I’m grateful I don’t have to deal with her. I don’t miss her at all. Sometimes I’ll feel a small pang when I see a recipe or a note, but mostly, I want to throw out things she gave me.

But I realized that while I don’t miss my estranged mother, I miss having a mom.

I really, really miss having a mom.

Technically, My Estranged Mother Never Was “A Mom”

I recall a moment when I told my mother, very calmly and with no idea that it was anything strange, that I loved my best friend’s mom almost as much as I loved her. She lost her mind. Now that I have children, I understand how devastating that tossed off, innocent comment must have seemed. No matter how narcissistic my estranged mother is, she did love my brother and me as much as she was capable of (she isn’t capable of it, but she believes she is), and that statement must have seemed a threat, a statement of her failure (probably why I was berated to the point of tears).

That statement said: my friend’s mother is a mom. You are not. That’s what I meant, what I was trying to say. My friend’s mother listened to us. She talked to us, and she never said mean things. Sure, she probably yelled. But that yelling didn’t insinuate that we were failed human beings.
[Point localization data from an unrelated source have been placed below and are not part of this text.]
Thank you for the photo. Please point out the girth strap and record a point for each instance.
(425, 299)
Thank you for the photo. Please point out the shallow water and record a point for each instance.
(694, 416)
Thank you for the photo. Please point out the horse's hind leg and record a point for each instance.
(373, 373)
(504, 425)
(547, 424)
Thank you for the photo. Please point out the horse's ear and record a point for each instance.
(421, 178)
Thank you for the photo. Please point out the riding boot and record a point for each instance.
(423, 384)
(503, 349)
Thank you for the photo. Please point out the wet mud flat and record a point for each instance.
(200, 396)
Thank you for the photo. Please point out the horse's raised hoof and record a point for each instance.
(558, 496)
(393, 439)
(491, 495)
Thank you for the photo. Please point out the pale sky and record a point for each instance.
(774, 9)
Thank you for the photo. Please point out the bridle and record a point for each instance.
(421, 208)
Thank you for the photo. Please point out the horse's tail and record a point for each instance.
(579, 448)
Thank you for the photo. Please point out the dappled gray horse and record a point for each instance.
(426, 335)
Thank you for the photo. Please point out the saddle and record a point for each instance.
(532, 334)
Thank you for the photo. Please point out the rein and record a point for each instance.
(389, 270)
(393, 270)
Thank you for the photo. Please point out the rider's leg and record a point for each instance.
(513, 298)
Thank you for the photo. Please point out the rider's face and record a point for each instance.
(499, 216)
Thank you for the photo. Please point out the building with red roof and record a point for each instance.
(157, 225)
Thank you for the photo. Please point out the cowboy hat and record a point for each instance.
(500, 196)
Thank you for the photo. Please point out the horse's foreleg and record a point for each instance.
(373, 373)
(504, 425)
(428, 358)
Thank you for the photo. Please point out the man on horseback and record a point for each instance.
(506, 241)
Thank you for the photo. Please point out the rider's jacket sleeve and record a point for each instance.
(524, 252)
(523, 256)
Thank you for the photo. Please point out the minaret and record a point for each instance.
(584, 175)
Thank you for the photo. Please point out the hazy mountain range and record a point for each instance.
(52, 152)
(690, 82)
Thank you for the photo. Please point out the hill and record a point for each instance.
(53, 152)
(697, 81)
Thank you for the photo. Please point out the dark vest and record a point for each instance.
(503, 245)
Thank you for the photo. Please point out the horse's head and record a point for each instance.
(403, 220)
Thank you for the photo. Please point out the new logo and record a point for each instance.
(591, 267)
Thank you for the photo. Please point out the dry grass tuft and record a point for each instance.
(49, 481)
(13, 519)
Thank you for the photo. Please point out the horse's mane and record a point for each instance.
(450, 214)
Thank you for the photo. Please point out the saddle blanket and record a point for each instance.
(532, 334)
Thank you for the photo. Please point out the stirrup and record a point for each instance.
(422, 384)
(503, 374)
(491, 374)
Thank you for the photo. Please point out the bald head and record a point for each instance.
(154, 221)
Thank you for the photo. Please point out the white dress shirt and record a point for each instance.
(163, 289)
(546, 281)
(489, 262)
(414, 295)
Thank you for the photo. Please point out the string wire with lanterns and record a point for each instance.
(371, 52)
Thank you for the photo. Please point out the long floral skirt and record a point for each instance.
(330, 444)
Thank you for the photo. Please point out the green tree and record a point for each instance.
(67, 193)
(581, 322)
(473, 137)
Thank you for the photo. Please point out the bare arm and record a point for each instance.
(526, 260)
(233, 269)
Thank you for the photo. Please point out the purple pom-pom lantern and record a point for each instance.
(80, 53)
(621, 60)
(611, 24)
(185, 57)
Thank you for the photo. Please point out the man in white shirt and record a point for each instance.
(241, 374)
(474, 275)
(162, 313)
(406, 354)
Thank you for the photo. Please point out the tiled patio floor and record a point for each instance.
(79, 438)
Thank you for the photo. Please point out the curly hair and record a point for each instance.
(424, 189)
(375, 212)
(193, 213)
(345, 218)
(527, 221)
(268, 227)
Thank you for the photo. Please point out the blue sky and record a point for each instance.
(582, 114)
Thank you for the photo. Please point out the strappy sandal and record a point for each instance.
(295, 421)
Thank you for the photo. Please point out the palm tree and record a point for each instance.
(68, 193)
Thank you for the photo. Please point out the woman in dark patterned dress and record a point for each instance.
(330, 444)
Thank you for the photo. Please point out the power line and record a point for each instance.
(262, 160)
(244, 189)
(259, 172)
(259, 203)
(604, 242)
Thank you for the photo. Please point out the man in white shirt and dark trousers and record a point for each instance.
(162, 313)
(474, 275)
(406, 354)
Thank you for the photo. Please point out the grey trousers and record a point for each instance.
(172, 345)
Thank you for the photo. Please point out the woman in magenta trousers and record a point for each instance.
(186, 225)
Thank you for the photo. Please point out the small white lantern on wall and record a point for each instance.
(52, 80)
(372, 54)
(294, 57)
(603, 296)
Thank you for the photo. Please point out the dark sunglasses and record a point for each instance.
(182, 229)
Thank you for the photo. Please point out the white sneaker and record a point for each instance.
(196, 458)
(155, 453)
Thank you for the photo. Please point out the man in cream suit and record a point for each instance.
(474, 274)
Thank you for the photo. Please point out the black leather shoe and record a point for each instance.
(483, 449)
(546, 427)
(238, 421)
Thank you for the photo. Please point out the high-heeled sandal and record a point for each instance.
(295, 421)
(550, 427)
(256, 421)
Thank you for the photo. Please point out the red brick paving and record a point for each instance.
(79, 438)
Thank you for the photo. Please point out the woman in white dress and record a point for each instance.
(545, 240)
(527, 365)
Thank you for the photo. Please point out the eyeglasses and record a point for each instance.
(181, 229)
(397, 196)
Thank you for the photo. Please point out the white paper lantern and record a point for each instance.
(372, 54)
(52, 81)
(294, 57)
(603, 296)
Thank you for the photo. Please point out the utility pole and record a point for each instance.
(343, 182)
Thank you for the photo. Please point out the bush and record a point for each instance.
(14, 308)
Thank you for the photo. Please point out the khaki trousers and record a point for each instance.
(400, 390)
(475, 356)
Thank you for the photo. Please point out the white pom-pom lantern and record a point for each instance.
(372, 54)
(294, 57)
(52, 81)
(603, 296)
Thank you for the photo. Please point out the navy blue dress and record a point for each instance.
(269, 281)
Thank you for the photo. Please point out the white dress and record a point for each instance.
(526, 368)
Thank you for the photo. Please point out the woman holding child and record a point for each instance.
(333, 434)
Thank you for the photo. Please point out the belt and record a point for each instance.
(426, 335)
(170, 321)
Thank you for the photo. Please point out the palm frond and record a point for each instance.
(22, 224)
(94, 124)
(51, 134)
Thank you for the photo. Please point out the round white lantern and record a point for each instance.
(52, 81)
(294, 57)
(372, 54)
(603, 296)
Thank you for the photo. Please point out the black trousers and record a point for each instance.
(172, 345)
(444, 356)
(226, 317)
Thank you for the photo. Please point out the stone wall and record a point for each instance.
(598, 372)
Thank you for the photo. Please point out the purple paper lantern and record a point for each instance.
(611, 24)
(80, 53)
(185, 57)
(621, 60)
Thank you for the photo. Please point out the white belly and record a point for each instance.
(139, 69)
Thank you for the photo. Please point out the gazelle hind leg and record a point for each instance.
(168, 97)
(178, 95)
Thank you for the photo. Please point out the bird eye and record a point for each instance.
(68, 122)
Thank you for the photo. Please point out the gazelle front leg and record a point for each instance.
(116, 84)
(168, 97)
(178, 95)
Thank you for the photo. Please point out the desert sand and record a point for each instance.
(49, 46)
I realized the full truth of my relationship with my mother when a friend told me about her abortion. We were in college at the time. Her mother took her to the clinic. Her mother. And her mother took care of her afterwards. I didn’t know what to say, how to react. I only hurt. The abortion didn’t bother me. But I couldn’t imagine trusting my estranged mother enough to tell her I was pregnant in the first place, let alone her loving me enough to quietly and calmly take me to Planned Parenthood, then helping me through what would surely have been a difficult experience.
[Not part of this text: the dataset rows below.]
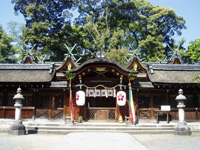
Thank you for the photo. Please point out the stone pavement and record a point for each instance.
(97, 141)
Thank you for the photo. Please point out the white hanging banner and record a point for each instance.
(80, 98)
(103, 93)
(91, 93)
(87, 93)
(98, 92)
(114, 93)
(110, 92)
(121, 98)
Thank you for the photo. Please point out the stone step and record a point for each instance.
(43, 131)
(97, 128)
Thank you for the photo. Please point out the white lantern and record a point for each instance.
(80, 98)
(121, 98)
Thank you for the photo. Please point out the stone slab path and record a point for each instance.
(97, 141)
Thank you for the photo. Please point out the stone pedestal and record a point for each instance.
(17, 128)
(182, 129)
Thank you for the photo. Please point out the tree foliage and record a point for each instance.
(6, 49)
(101, 25)
(192, 55)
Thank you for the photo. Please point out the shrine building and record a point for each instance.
(46, 89)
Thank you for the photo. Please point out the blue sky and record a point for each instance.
(188, 9)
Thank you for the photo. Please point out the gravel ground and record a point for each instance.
(169, 142)
(27, 142)
(46, 141)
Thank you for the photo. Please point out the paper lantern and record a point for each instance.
(121, 98)
(80, 98)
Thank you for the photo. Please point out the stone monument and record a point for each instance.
(17, 128)
(181, 128)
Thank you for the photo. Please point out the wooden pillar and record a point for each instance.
(50, 110)
(167, 98)
(136, 105)
(151, 107)
(34, 105)
(65, 106)
(117, 112)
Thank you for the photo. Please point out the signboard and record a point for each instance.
(165, 108)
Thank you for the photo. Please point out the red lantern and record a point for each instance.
(121, 98)
(80, 98)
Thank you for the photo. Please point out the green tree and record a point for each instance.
(7, 52)
(44, 21)
(118, 55)
(103, 25)
(192, 55)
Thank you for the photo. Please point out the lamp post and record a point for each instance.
(181, 128)
(17, 127)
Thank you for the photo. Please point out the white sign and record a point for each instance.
(165, 108)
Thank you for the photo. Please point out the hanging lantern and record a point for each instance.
(80, 98)
(121, 98)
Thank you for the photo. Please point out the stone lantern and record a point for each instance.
(17, 127)
(181, 128)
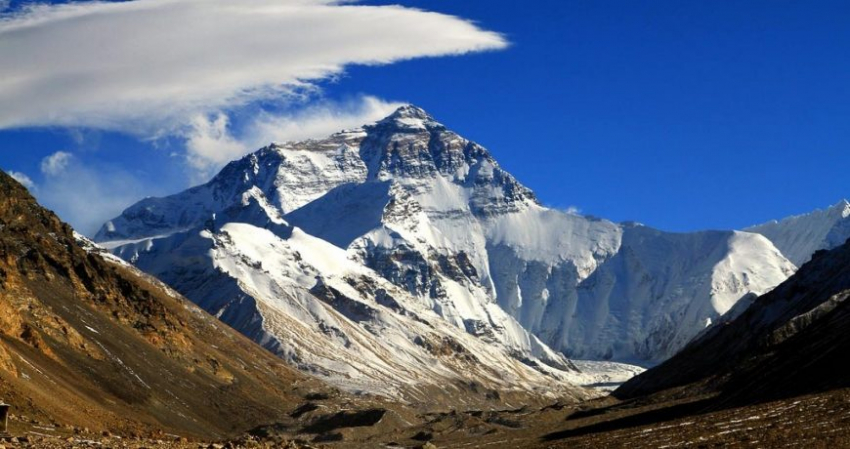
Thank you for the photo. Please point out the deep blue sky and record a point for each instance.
(681, 115)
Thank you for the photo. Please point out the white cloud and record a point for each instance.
(87, 196)
(210, 143)
(56, 163)
(209, 146)
(318, 120)
(151, 67)
(22, 178)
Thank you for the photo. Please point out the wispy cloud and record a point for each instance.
(25, 180)
(211, 143)
(86, 195)
(152, 67)
(56, 163)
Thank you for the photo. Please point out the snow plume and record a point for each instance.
(22, 178)
(85, 195)
(167, 62)
(209, 146)
(211, 142)
(56, 163)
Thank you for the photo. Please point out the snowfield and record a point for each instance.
(402, 254)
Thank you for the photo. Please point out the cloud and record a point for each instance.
(318, 120)
(152, 67)
(56, 163)
(86, 196)
(211, 143)
(22, 178)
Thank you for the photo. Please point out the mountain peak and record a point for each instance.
(844, 207)
(410, 117)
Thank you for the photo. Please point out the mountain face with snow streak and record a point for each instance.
(798, 237)
(401, 246)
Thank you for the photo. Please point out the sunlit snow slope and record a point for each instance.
(402, 247)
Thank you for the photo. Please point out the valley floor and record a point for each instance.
(815, 421)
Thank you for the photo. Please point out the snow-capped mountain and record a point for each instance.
(798, 237)
(789, 342)
(402, 247)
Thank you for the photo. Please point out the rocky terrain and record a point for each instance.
(90, 346)
(400, 255)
I realized then that I did not have a mom. Your mom loves you no matter what happens.

I never had that in the first place.

I Wish I Had A Mom Now

When friends talk about their moms, I ache. I could pretend my estranged mother was a mom, and I did. But when we severed ties and I really confronted her behavior, I couldn’t pretend anymore. I think about my best friend’s moms and simply hurt for the relationship I never had. I wish I could build one with someone else, but my mother-in-law isn’t a great candidate for a lot of reasons, and you can’t exactly put yourself up for adoption at age forty.

I wish I could.

It’s lonely without a real mom. Other people can rely on an older woman to ask for advice, to laugh with them, and to love them. They talk about Christmases and grandmothers. I sit quietly and listen. I see pictures of them with their moms on Facebook, and they are happy.
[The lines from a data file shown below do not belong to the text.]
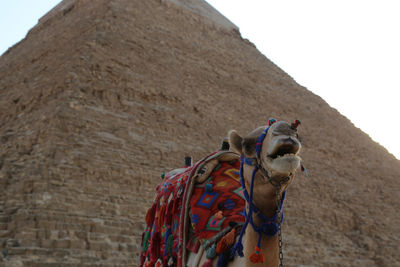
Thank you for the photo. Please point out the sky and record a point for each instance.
(346, 51)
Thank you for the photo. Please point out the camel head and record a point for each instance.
(278, 152)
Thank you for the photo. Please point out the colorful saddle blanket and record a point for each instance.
(213, 205)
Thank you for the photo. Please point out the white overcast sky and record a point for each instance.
(346, 51)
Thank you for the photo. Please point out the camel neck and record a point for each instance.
(269, 247)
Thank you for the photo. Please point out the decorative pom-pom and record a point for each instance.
(208, 187)
(257, 256)
(221, 246)
(238, 248)
(219, 215)
(150, 215)
(226, 241)
(271, 121)
(222, 262)
(295, 124)
(208, 263)
(211, 252)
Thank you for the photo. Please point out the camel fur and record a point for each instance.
(279, 157)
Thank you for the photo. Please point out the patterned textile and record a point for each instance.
(214, 204)
(218, 201)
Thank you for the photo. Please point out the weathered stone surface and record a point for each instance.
(103, 96)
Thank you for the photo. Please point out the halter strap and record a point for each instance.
(269, 226)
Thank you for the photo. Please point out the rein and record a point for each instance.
(269, 226)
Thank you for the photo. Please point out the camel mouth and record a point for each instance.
(284, 150)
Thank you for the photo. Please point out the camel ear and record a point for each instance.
(249, 146)
(235, 141)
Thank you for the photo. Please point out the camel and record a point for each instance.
(269, 158)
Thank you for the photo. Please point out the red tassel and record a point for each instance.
(257, 257)
(208, 263)
(150, 215)
(226, 241)
(219, 215)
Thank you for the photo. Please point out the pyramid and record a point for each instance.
(103, 96)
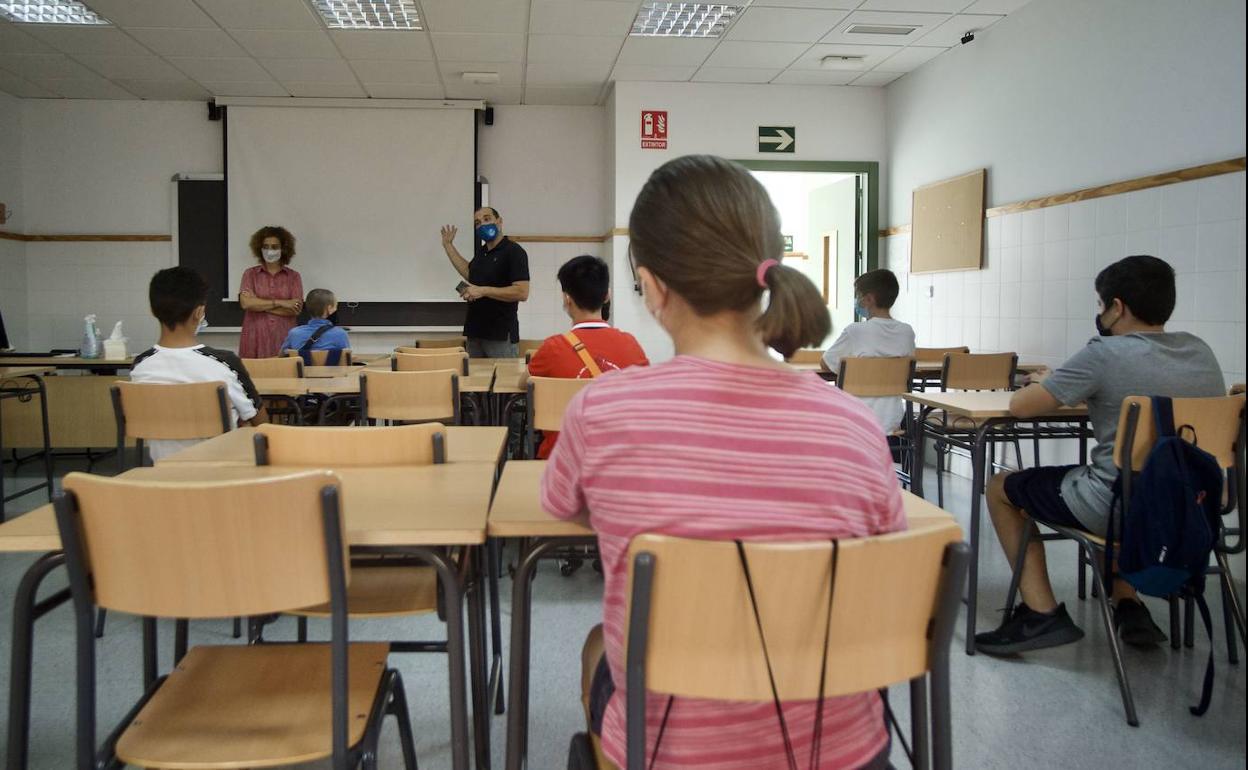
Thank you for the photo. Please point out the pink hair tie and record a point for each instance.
(761, 275)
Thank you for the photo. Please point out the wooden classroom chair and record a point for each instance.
(212, 550)
(409, 396)
(1218, 426)
(856, 614)
(380, 588)
(456, 361)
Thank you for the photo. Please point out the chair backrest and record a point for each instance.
(202, 549)
(439, 342)
(428, 362)
(411, 396)
(184, 411)
(333, 447)
(979, 371)
(700, 638)
(282, 366)
(931, 355)
(322, 357)
(870, 377)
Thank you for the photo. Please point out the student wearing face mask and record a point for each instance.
(497, 282)
(271, 293)
(177, 297)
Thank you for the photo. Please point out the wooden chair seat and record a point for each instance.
(251, 706)
(385, 592)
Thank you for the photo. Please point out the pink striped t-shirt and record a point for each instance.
(704, 449)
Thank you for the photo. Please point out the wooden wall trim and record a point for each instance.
(1087, 194)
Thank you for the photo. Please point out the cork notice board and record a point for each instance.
(946, 225)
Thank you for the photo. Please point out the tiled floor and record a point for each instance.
(1051, 709)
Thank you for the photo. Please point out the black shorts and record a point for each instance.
(1038, 492)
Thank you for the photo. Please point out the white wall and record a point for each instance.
(834, 124)
(1070, 94)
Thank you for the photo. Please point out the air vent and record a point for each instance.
(880, 29)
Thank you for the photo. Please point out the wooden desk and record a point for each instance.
(979, 417)
(464, 444)
(517, 513)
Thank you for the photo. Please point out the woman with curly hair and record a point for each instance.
(271, 293)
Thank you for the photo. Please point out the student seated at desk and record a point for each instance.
(592, 347)
(318, 333)
(177, 298)
(721, 442)
(1133, 356)
(880, 335)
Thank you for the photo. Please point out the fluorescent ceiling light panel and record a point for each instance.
(370, 14)
(659, 19)
(50, 11)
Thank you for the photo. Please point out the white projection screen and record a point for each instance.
(365, 192)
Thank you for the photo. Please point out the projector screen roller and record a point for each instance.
(363, 191)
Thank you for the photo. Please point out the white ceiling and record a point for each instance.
(544, 51)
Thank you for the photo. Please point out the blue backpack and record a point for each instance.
(1171, 522)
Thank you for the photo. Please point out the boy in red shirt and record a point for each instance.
(592, 347)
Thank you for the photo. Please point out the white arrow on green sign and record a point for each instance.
(778, 139)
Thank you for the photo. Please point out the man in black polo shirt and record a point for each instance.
(498, 281)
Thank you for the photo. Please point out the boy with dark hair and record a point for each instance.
(318, 333)
(880, 335)
(177, 298)
(592, 347)
(1132, 356)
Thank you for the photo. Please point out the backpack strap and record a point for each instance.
(579, 347)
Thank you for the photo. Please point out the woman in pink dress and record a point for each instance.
(271, 293)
No one but my husband and children love me unconditionally. I’ll go through menopause without someone who’s been there, done that. I’ve lost my childhood stories. Having an estranged mother is somewhat like a death, but a death someone blames on you, a death people are nosy about. But why would you ever… people say. You brought this on yourself, they continue.

I don’t owe anyone an explanation, but I’ll say this: I had no choice, and I did it for my own mental health, and for the sake of my children. I denied myself a mom — or at least, pretending I had a mom — so I could get better, and so my children could have a better life. I could pretend my mother-in-law was my mom, but that would be just as much of a lie. A kinder lie — she’s nothing if not kind — but a lie nonetheless.

I have older friends I wish I could share this with. Won’t you be my mom, I want to say. But it’s too bare, too much to ask of someone. So I stay quiet and listen to friends talk. I sit silent in my own pain. I don’t miss my estranged mother. I miss what I never had in the first place.